Ele tem me perseguido a vida inteira."

(entrevista à Máximo Barro, 1982, MIS - São Paulo)

Nascida em Olinda, Pernambuco, em 17 de abril de 1937 - completou 82 no último dia 17 - Aurora Duarte é o nome artístico de Diva Mattos Peres, cunhado pelo gigante cinematográfico brasileiro de projeção internacional Alberto Cavalcanti (1897-1982), de quem foi assistente em diversas produções e musa em "Canto do Mar" (tinha 16 anos à época), longa de 1953 que concorreu à Palma de Ouro em Cannes, França. Atriz, produtora, distribuidora, poetiza e agitadora cultural, Aurora é uma daquelas mulheres que carregam consigo as armas necessárias para o exercício diário da expressividade humana.

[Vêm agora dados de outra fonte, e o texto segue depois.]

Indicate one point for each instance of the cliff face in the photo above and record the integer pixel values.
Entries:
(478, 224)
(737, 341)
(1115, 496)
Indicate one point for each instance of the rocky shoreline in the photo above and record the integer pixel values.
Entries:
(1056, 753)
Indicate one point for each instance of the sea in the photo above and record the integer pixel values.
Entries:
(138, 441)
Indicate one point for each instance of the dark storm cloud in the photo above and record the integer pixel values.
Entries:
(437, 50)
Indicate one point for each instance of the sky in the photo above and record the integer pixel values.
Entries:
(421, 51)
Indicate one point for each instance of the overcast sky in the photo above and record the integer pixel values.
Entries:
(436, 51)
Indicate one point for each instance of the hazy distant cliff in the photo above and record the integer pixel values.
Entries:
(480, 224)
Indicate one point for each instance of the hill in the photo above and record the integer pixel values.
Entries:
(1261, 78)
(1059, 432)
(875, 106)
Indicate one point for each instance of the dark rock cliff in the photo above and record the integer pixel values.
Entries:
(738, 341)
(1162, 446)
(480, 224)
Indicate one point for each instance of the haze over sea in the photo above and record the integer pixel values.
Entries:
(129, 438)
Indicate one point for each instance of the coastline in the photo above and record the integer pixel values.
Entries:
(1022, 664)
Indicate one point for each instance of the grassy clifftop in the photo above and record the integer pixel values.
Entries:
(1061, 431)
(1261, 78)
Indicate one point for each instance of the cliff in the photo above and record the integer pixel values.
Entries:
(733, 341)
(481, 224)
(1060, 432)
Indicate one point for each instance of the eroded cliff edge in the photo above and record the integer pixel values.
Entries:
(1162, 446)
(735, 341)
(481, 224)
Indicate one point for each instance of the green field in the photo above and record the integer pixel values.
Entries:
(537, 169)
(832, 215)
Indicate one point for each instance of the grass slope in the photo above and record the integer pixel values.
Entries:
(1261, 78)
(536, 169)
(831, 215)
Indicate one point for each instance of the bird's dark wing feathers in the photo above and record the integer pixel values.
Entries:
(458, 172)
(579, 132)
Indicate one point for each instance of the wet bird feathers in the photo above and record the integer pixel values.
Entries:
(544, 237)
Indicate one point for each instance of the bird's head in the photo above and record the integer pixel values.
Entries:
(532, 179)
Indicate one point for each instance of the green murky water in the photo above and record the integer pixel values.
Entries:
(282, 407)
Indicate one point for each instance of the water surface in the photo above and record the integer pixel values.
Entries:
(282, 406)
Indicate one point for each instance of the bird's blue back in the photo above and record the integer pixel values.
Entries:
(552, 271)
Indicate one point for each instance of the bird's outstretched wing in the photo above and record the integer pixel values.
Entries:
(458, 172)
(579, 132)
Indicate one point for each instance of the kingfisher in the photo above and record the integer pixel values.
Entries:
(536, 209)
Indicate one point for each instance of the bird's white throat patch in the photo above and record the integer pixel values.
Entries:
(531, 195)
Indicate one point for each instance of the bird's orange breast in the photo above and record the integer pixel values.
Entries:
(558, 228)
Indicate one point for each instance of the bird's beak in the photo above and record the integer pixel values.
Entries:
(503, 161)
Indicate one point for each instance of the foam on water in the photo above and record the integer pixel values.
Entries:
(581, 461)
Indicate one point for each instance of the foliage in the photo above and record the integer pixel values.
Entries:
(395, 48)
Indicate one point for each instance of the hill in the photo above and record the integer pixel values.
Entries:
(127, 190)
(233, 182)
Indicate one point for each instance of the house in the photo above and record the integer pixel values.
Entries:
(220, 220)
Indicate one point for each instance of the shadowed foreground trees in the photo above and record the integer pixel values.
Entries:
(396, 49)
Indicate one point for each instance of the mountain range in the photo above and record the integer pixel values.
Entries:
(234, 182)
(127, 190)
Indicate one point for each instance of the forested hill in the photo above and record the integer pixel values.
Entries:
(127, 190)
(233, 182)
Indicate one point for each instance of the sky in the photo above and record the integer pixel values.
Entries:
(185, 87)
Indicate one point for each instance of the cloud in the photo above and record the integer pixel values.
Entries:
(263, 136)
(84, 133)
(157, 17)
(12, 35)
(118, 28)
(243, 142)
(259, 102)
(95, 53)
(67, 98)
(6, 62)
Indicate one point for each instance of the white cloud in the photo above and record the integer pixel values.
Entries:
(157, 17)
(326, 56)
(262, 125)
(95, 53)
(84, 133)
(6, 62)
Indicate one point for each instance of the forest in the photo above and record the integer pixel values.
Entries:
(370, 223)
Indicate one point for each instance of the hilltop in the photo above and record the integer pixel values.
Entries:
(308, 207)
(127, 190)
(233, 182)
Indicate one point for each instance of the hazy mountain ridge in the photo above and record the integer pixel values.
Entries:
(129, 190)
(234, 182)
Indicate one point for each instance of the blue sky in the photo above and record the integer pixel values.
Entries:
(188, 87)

Filha de pai médico (espanhol) e mãe enfermeira (nordestina), sua intenção inicial era a de seguir a medicina: "Mas aconteceu que por uma dessas coisas da vida eu tive um probleminha de saúde, um problema de poeta, um problema pulmonar, e não pude seguir os meus estudos. E foi quando apareceu a oportunidade de trabalhar na rádio, que era um trabalho ameno, junto com o Teófilo de Barros Filho, que tinha feito um filme chamado "Mãe" (1948). A ideia do Teófilo não era que eu trabalhasse na rádio, mas ele tinha um plano de fazer um filme chamado "Sargaço" e queria me manter por ali até ele poder fazer o filme. O filme não foi feito mas através do Teófilo eu comecei a me interessar por cinema e me aproximei de um grupo de documentaristas e passei a colaborar na feitura de documentários." (***)

"A minha primeira ideia de cinema foi de fazer um documentário sobre o carnaval de Pernambuco com som direto porquê todos os filmes eram feitos colocando uma música em cima. Então eu gravei o som no meio da rua e depois coloquei no filme. Então isso foi um sucesso tão grande que havia filas pra ver o documentário de meia hora. Esse documentário passou em todo o Brasil e foi um êxito. Eu tinha pouco menos de dezesseis anos quando tive essa ideia." (***) Essa experiência pioneira da já diretora olindense acerca do som direto - cuja técnica de gravação que sincronizava áudio e imagem se deu no Brasil no começo dos anos 60 -, entre outras execuções bem sucedidas nas quais registra elementos da cultura popular pernambucana, é somente uma de suas vibrantes veias artísticas. "No nordeste me conhecem mais por ser poeta." (***), fato que a tornaram conhecida no meio das artes na cidade, facilitando o diálogo Aurora-Cavalcanti. 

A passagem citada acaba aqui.